Até que tocada pela própria atenção, Lucrécia passou a ver-se com dificuldade.
Lucrécia Neves não seria bela jamais. Tinha porém um excedente de beleza que não existe nas pessoas bonitas. Era basta a cabeleira onde pousava o chapéu fantástico; e tantos sinais negros espalhados na luz da pele davam-lhe um tom externo a ser tocado pelos dedos. Somente as sobrancelhas retas enobreciam o rosto, onde alguma coisa vulgar existia como sinal apenas sensível do futuro de sua alma estreita e profunda. Toda a sua natureza parecia não se ter revelado: era hábito seu inclinar-se falando às pessoas, de olhos entrefechados — parecia então, como o próprio subúrbio, animada por um acontecimento que não se desencadeava. A cara era inexpressiva a menos que um pensamento a fizesse hesitar.
Embora não fosse desta possibilidade de espírito e doçura que ela aproveitava: era o que havia de rígido num rosto que a moça, se preparando, acentuaria. E uma vez pronta — disfarçando-se com uma futilidade que não procurava salientar o corpo mas os enfeites — sua figura se ocultaria sob emblemas e símbolos, e na sua graça intensa a moça pareceria um retrato ideal de si mesma. O que não a alegrava — era um trabalho.
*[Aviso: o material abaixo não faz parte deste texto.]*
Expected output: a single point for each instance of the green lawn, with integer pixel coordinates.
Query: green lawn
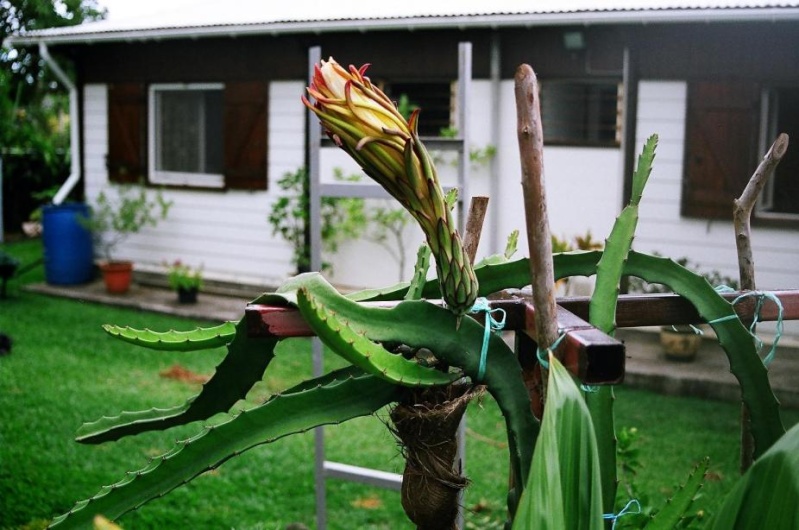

Inclinou-se de súbito para o espelho e procurou achar o modo de se ver mais bela, abriu a boca, olhou os dentes, fechou-a... Em breve, do olhar fixo, nascia afinal a maneira de não penetrar demais e de olhar em esforço delicado apenas a superfície — e de rapidamente não olhar mais. A moça olhou: as orelhas eram brancas entre os cabelos emaranhados de onde nascia um rosto que os sinais salpicados faziam estremecer — e sem se demorar, porque alcançaria demais ultrapassando: este era o modo de se ver mais bela!
Lucrécia sabe admirar a verdadeira beleza.